Guidato dallo spirito. — Ogni narratore esprime lo stesso fatto in un linguaggio leggermente diverso. San Luca ( Luca 4:1 ) “Gesù, pieno di Spirito Santo, fu condotto nel deserto”. San Marco ( Marco 1:12 ), più vividamente: «Subito lo Spirito lo sospinse nel deserto.

Cosa si intende con tale linguaggio? La risposta si trova negli analoghi casi di veggenti e profeti. San Giovanni era “nello Spirito nel giorno del Signore” ( Apocalisse 1:10 ). Lo Spirito ha "sollevato" Ezechiele affinché dal suo esilio sulle rive di Chebar potesse vedere i peccati segreti di Gerusalemme ( Ezechiele 8:3 ).

Lo “Spirito del Signore rapì Filippo” ( Atti degli Apostoli 8:39 ). Coloro che parlavano in lingue parlavano "per lo Spirito" ( 1 Corinzi 14:2 ). Il risultato di questa induzione ci porta a pensare allo stato così descritto come uno più o meno della natura dell'estasi, in cui i fenomeni ordinari della coscienza e della vita animale erano in gran parte sospesi.

Quel dono dello Spirito ha avuto sulla natura umana del Figlio dell'Uomo qualcosa dello stesso prepotente dominio che ha avuto sugli altri figli degli uomini. Un potere più potente della Sua volontà umana lo spingeva, si potrebbe quasi dire che non sapeva dove, portandolo in conflitto "non con carne e sangue", ma con "principi e poteri nei luoghi celesti".

Essere tentato dal diavolo. — Ci troviamo, all'inizio del racconto, di fronte al problema dell'esistenza e della personalità del potere del male. Qui quell'esistenza e quella personalità ci vengono presentate nel linguaggio più distinto. Qualunque difficoltà si possa pensare che una tale visione presenti, qualunque obiezione possa essere mossa contro di essa, sono del tutto al di fuori della portata dell'interprete della Scrittura.

Si può sostenere che gli scrittori di ciò che chiamiamo le Scritture hanno ereditato un credo errato su questo punto (sebbene a questo si opponga ogni esperienza più profonda), o che si siano adattati ai pensieri di un credo che non sostenevano ( sebbene di tale ipotesi non vi sia una particella di prova), ma sarebbe il più audace di tutti i paradossi affermare che non insegnano l'esistenza di un potere malvagio che chiamano il Nemico, l'Accusatore, il Diavolo.
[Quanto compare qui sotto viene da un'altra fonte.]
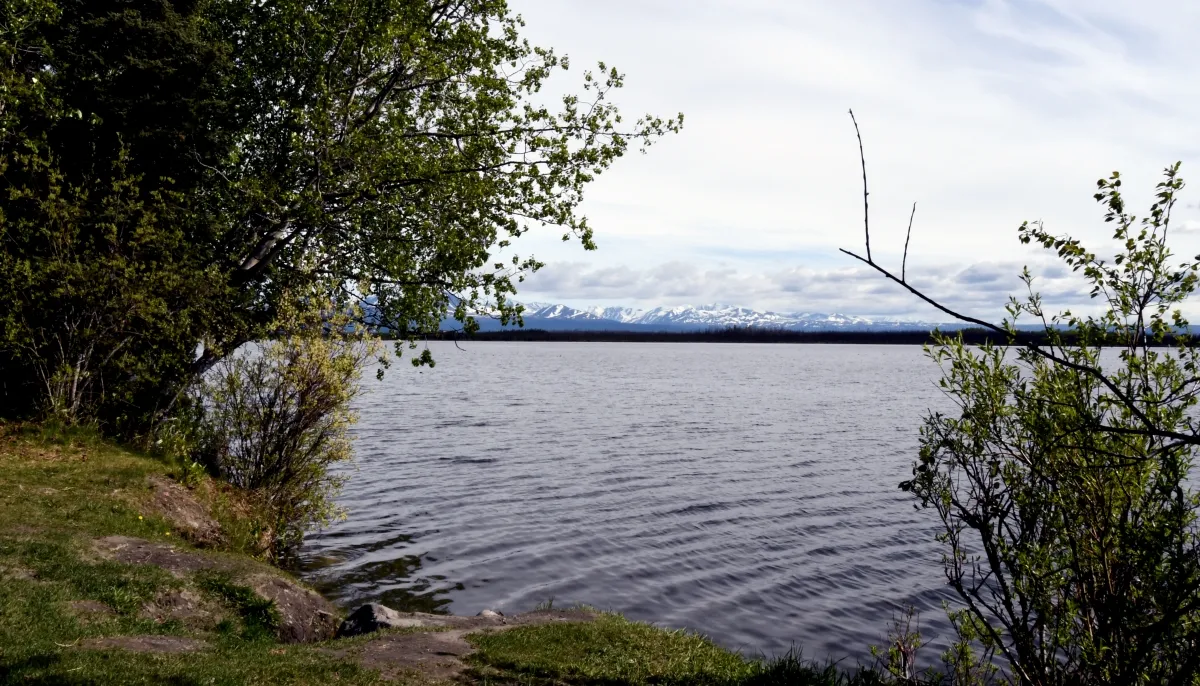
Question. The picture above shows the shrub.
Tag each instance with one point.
(276, 417)
(1062, 482)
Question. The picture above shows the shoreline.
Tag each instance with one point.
(114, 572)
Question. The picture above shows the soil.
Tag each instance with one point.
(144, 644)
(141, 552)
(306, 617)
(185, 607)
(179, 506)
(439, 654)
(90, 611)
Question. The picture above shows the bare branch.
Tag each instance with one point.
(904, 264)
(862, 156)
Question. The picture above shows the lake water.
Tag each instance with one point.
(748, 492)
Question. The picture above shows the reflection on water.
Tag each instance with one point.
(748, 492)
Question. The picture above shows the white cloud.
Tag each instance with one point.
(976, 289)
(988, 113)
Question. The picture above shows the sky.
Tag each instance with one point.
(985, 113)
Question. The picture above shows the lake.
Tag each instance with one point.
(747, 492)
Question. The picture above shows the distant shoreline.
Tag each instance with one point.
(739, 335)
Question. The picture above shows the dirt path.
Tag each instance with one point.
(438, 654)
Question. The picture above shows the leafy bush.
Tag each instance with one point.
(1063, 480)
(277, 417)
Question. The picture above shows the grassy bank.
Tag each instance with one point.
(71, 613)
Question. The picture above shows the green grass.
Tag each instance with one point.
(58, 492)
(60, 489)
(613, 651)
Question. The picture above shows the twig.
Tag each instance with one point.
(904, 264)
(862, 156)
(1150, 428)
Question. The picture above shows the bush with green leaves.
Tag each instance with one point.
(1063, 479)
(173, 167)
(275, 419)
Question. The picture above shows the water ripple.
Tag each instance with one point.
(748, 492)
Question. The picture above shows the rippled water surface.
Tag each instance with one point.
(748, 492)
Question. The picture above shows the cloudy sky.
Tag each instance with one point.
(987, 113)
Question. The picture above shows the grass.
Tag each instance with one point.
(613, 650)
(61, 489)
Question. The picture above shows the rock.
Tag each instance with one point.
(142, 552)
(375, 617)
(179, 506)
(305, 617)
(145, 644)
(183, 606)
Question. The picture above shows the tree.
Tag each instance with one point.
(105, 109)
(400, 144)
(1062, 482)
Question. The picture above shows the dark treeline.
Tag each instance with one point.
(748, 335)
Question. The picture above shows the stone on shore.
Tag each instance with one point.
(375, 617)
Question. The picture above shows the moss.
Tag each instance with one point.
(60, 489)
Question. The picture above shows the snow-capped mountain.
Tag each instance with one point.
(702, 317)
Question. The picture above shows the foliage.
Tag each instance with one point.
(106, 110)
(173, 167)
(1063, 481)
(900, 661)
(277, 417)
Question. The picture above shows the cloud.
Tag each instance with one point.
(978, 289)
(988, 113)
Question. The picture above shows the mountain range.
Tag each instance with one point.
(691, 318)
Da dove viene il nome, e come è nata la credenza, sono invece domande alle quali l'interprete è tenuto a rispondere. Il nome, quindi, di diavolo ( diabolos, accusatore o calunniatore) compare nei LXX. versione di 1 Cronache 21:1 ; Giobbe 1:6 ; Giobbe 2:1 , come l'equivalente per l'ebreo, Satana (l'avversario).

Egli appare lì come un essere spirituale di potere sovrumano ma limitato, che tenta gli uomini al male e li accusa davanti al Trono di Dio quando hanno ceduto alla tentazione. In Zaccaria 3:1 , lo stesso nome compare nell'ebraico e nei LXX. collegato con un personaggio simile, come l'accusatore di Giosuè figlio di Jozedek.

In Sap. 2,24 il nome è identificato con il Tentatore di Genesi 3 , e poiché quel libro appartiene al mezzo secolo prima, o, più probabilmente, al mezzo secolo dopo, la nascita di nostro Signore, si può giustamente ritenere come rappresentante della credenza ricevuta dagli ebrei nel suo tempo.

In conflitto con un tale Essere nostro Signore era ora portato. Le tentazioni che vengono agli altri uomini dai loro desideri corporei, o dai mali del mondo che li circonda, non avevano avuto potere su di Lui, non avevano portato nemmeno il senso dello sforzo o del dolore nel superarle. Ma se la vita fosse passata così fino in fondo, la santità che da essa era inseparabile sarebbe stata imperfetta almeno in un aspetto: non si sarebbe guadagnata la capacità di comprendere e simpatizzare con i peccatori.

C'era, come insegna l'Epistola agli Ebrei, una divina idoneità che anche Lui dovesse soffrire ed essere tentato come noi, per poter «soccorrere quelli che sono tentati» ( Ebrei 2:18 ).

La scena della Tentazione probabilmente non era lontana da quella del Battesimo, probabilmente anche, poiché implica solitudine, sul lato orientale piuttosto che su quello occidentale del Giordano. Nei dintorni di Gerico si trova il tradizionale Deserto di Quarantania (nome che indica il digiuno di quaranta giorni). Le storie di Mosè ed Elia potrebbero suggerire il deserto del Sinai, ma in tal caso sarebbe stato probabilmente menzionato dagli evangelisti.